Ren: “Dreams are strange—like stray cats that visit you at dawn, purring secrets you only half-understand. When the cat leaves, you wonder if its purrs were meant for someone else.”
Aki: “But some cats linger, right? You feel certain those remaining dreams still have somewhere to go, even if the path you expected has vanished.”
Ren: “Let me tell you about what happened to me. A few years back, I found myself dreaming of a hidden jazz bar down a narrow alley—smoky lights, cherry-blossom petals drifting in from an open window. I’d never been there, but every detail felt carved into my bones. Months later, I wandered into Tokyo at midnight, got lost, and stumbled on that exact bar. The dream was leading me. I met a woman there. Things felt fated—until they weren’t.”
Aki: “So you understand how it feels when part of the story dissolves.”

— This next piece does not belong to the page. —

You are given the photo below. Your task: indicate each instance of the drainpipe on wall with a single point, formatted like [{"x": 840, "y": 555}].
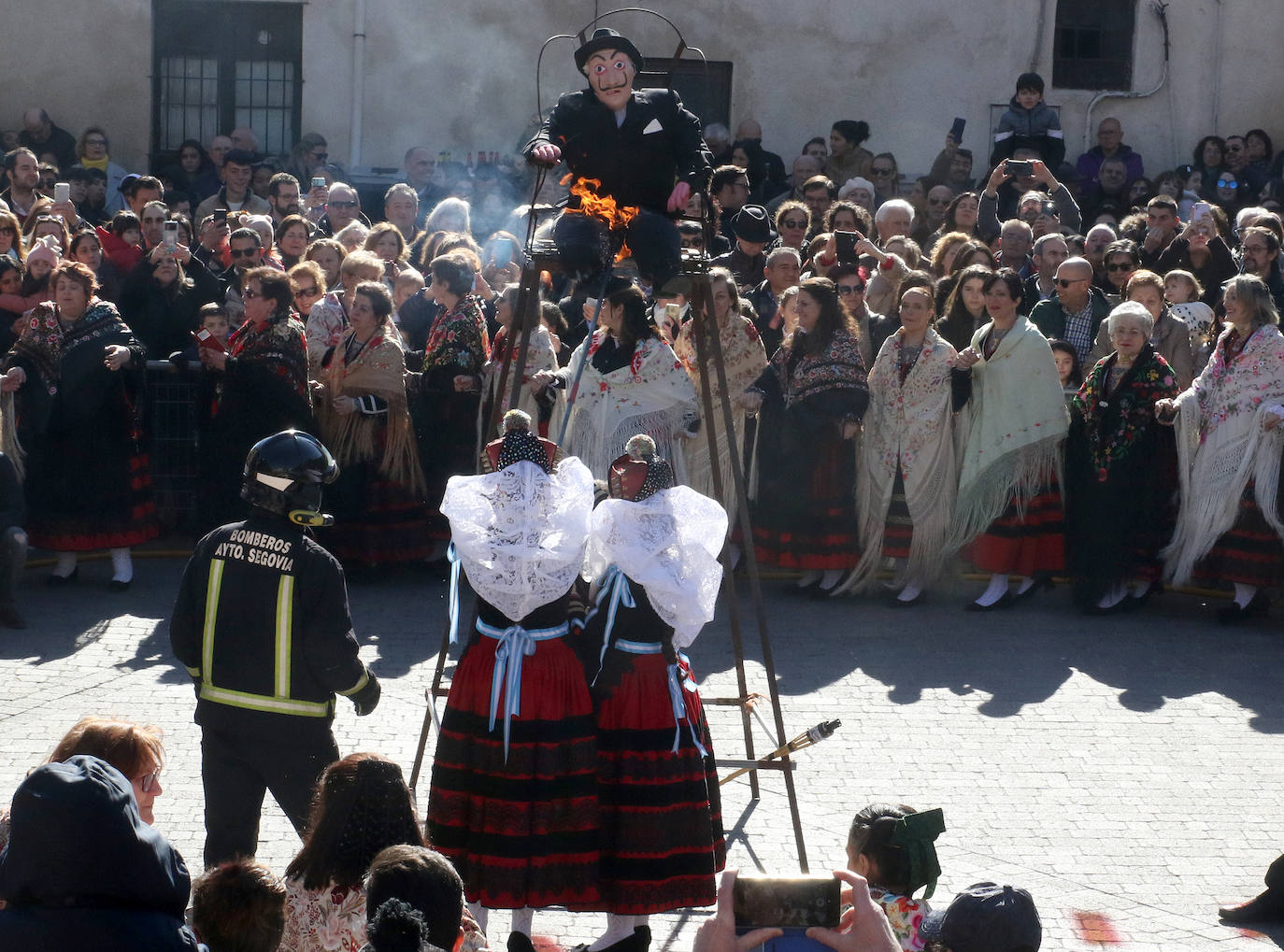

Ren: “Exactly. Years later, I still dream of that bar, but in my dreams it’s empty—no pianist, no petals, only the echo of a single saxophone note. It’s like the bar exists on another timeline, a place I can’t step back into.”
Aki: “So what do you make of those lingering dreams?”
Ren: “They’re not unfinished errands; they’re reminders that life’s dream-map is fluid. When one path ends—breakup, for instance—that jazz bar transforms. Maybe it becomes a place to write your own melody instead of reliving the old one. The lesson is this: your dreams are invitations, not blueprints. Even if the path you saw has vanished, you can honor the feeling behind it by creating something new—another melody in that same, empty bar.”
Aki: “So those dreams can still guide you, but not to her. To whoever or whatever you become next.”
Ren: “Precisely. Sometimes the most meaningful journeys begin when the old map burns.”